List the receptors activated by the neurotransmitters ACh, NA/Adr, NO and ATP.

  • ACh- Muscarinic cholinergic receptors. Causes contraction.
  • NA/Adr- Can bind to α-adrenergic receptors to cause contraction, or β-adrenergic receptors to cause relaxation.
  • NO- Can bind to guanylyl cyclase to cause relaxation.
  • ATP- Can bind to P2X receptors to cause contraction.
Explain the spontaneous contractions of gut, including the role of gap junctions, ICC, slow waves and action potentials.

As mentioned above, single-unit smooth muscle has gap junctions, making it easier for an action potential in one cell to propagate through to others. I also mentioned the basal electrical activity of this type of smooth muscle. But what sets all this off in the first place?

To my understanding, this is caused by ICCs, or Interstitial Cells of Cajal. They essentially act as the paceemaker cells of the gut. ICCs are located in the mucosa and submucosal plexuses, and are connected to smooth muscle cells via gap junctions. It is these cells that cause the "slow waves" of spontaneous, transient inward currents that are largely carried by Ca2+.

Slow waves do not cause contractions on their own. They can, however, cause action potentials if they depolarise the cell past the threshold potential. If the threshold is exceeded for long enough, many action potentials will result, which is good, because in smooth muscle many action potentials are required in order to cause a contraction. Neurotransmitters such as ACh can increase the strength of contraction by depolarising the cell to a larger extent, resulting in the cell spending more time above threshold and thus generating more action potentials. (Adrenaline does the opposite.)

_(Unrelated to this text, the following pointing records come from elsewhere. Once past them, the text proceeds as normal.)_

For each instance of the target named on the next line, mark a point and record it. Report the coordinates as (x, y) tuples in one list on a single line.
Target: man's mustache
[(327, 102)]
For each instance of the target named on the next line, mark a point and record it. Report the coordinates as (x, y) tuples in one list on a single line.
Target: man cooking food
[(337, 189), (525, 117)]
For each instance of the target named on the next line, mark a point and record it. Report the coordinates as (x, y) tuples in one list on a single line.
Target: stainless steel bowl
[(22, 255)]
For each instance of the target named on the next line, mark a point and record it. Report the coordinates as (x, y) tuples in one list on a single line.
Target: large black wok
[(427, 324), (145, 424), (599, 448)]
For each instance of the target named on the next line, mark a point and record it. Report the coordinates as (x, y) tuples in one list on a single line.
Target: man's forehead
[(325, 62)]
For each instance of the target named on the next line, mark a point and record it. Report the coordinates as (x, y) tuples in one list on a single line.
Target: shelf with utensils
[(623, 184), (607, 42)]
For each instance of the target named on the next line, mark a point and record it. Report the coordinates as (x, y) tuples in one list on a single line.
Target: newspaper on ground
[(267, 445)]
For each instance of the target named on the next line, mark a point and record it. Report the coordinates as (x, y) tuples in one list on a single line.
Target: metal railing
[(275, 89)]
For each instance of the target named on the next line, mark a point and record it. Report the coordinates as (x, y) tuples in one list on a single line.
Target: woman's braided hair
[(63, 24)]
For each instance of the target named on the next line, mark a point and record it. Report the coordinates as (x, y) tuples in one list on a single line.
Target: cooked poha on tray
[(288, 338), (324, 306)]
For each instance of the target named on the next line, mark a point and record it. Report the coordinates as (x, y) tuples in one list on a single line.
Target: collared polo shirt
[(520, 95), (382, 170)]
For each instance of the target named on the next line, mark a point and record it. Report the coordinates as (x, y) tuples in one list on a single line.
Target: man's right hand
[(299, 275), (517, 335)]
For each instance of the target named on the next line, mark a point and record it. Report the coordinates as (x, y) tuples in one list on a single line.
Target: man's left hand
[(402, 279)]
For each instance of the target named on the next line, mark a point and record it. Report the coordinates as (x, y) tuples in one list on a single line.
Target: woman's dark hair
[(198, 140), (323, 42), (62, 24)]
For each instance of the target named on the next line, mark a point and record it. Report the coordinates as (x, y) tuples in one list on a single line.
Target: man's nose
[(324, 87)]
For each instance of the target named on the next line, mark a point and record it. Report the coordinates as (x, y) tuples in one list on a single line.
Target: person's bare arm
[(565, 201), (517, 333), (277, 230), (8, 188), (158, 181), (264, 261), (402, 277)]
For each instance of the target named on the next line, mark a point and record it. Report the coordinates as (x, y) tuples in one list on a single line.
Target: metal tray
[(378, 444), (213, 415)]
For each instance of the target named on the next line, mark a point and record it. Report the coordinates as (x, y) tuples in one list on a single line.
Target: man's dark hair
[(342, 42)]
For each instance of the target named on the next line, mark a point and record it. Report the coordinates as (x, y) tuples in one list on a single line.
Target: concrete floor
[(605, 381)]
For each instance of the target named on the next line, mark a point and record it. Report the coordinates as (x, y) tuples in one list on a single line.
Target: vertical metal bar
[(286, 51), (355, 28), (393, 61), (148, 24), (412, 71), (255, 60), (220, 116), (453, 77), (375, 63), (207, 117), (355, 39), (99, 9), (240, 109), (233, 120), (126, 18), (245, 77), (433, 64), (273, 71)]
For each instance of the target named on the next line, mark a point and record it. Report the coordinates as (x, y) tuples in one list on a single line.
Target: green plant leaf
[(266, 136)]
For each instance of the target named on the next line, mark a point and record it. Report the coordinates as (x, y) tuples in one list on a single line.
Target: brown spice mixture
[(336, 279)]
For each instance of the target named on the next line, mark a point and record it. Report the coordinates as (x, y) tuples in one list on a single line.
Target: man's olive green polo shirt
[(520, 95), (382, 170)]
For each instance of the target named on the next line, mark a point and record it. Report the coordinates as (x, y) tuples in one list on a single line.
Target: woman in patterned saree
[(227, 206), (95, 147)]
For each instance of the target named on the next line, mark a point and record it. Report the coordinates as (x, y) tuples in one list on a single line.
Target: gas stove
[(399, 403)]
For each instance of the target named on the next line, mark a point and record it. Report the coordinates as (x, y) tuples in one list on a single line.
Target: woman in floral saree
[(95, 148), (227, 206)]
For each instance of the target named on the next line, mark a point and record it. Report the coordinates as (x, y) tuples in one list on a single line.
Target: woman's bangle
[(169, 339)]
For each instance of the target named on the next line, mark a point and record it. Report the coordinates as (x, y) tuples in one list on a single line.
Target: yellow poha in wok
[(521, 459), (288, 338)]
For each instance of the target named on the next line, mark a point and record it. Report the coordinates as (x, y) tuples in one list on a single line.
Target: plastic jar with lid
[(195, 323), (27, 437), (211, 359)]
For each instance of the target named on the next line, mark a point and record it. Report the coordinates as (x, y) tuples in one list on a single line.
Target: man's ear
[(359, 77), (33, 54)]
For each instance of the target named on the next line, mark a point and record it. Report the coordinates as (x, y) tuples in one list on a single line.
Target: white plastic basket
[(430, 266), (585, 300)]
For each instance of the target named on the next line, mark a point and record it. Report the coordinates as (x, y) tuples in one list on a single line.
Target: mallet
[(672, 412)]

Describe the channels and ions involved in smooth muscle action potentials and the actions of nifedipine/verapamil.

At rest, Kir (inward rectifying) channels are open as they aren't being blocked by Mg2+ (see this post for more information). This allows potassium to move in the direction of its concentration gradient, which happens to be out of the cell.

When the cell depolarises, Kir channels close. As mentioned in this post, these channels close, rather than open, when the cell becomes depolarised. At the same time, Ca2+ channels open, increasing Ca2+ inside the cell. As mentioned earlier, this allows Ca2+ to bind to calmodulin, activating MLCK and thus causing contraction.

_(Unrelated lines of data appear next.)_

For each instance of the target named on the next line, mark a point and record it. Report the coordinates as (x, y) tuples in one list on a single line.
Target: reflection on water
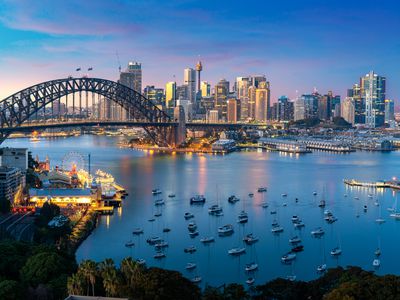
[(218, 177)]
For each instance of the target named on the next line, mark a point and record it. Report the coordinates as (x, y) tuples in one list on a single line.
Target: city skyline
[(297, 46)]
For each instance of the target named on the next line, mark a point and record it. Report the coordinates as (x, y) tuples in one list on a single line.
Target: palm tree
[(132, 271), (75, 284), (88, 269), (109, 274)]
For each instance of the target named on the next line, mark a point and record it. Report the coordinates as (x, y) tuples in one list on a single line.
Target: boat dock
[(377, 184)]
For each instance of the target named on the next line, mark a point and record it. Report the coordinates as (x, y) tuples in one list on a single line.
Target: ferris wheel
[(73, 161)]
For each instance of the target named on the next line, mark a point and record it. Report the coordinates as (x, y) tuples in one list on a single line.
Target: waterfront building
[(232, 114), (14, 158), (156, 95), (12, 181), (205, 88), (170, 94), (389, 111), (62, 196), (189, 80), (213, 116), (262, 106), (373, 90), (348, 110), (220, 96), (242, 90), (132, 76)]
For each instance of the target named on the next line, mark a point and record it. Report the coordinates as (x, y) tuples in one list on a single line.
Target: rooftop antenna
[(119, 62)]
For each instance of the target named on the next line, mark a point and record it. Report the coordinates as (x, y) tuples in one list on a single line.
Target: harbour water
[(239, 173)]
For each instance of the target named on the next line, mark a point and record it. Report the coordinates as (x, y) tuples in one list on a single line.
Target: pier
[(377, 184)]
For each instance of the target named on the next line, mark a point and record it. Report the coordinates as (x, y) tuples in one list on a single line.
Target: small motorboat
[(161, 244), (193, 234), (188, 215), (321, 268), (153, 240), (236, 251), (376, 263), (156, 192), (129, 244), (159, 202), (250, 281), (233, 199), (190, 266), (291, 277), (137, 231), (317, 232), (207, 240), (277, 229), (288, 257), (250, 239), (225, 230), (298, 248), (192, 226), (336, 251), (190, 249), (243, 217), (299, 224), (294, 240), (198, 199), (196, 279), (251, 267), (214, 209), (159, 255), (295, 219)]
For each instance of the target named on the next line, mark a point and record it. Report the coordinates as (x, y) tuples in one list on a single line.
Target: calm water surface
[(218, 177)]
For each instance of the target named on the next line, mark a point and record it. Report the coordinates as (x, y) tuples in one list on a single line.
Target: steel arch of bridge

Repolarisation occurs when Kv channels open. (You may also see them denoted as Kdr- delayed rectifier- channels.) This allows K+ to rush out and the cell to return to its resting potential.

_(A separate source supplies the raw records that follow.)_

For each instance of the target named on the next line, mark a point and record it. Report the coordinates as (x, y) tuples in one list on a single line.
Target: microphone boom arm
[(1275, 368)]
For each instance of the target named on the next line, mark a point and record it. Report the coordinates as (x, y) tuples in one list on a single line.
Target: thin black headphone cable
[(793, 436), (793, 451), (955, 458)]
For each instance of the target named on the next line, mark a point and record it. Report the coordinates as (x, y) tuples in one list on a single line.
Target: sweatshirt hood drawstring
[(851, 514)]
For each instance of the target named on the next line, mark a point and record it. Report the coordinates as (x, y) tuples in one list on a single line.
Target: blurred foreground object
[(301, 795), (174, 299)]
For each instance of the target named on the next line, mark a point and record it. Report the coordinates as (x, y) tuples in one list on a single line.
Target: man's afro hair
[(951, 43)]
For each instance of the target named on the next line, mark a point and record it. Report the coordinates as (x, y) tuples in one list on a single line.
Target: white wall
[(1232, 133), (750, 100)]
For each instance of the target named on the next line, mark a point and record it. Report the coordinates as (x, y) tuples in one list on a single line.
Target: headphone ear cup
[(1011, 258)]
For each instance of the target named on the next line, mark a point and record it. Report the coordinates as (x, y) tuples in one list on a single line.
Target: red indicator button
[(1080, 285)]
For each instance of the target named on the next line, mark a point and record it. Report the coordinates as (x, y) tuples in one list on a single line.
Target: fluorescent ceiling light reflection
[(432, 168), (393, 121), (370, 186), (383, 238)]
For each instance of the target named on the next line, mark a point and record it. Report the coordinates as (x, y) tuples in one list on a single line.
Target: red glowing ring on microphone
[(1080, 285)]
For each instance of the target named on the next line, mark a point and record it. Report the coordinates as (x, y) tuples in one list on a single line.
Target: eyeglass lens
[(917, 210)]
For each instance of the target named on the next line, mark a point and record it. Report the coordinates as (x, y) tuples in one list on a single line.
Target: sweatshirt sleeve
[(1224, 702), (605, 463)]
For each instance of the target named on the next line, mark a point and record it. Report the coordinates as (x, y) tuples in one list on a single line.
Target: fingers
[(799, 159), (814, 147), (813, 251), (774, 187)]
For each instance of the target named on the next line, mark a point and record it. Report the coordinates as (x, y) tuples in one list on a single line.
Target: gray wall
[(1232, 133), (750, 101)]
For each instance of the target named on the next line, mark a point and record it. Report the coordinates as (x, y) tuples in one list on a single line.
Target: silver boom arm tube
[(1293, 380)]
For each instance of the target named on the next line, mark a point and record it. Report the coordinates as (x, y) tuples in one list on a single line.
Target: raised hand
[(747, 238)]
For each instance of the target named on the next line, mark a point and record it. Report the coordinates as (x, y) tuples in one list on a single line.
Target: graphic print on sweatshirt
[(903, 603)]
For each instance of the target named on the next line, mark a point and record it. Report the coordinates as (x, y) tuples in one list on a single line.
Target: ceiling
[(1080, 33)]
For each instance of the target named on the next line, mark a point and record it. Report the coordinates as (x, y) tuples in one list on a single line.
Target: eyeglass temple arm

Explain how some smooth muscle do not show action potentials including the relevant ion channels and ion movements.

Yeah, that's right, not all smooth muscles have action potentials. Airway smooth muscle, vascular muscle and others do not show action potentials, even when electrically stimulated. So I guess we'll all just have to throw out our ideas of "action potential = contraction." Damn.

A lack of action potentials is characteristic of many tonic smooth muscles. They can show graded depolarisations, but not full-on action potentials. This is because their Kv channels open really early- in fact, they open pretty much as soon as the cell depolarises. (There's a shit-ton of different Kv channels, so of course some of them have to be different >_>.) Additionally, these cells have KCa channels, or calcium-activated K+ channels, which I mentioned here but didn't discuss in any detail whatsoever. As their name suggests, they are K+ channels that open in response to an increase in Ca2+. Therefore, when depolarisation causes Ca2+ to come in, these KCa channels also open, increasing efflux of K+. All of this prevents the membrane potential from "spiking."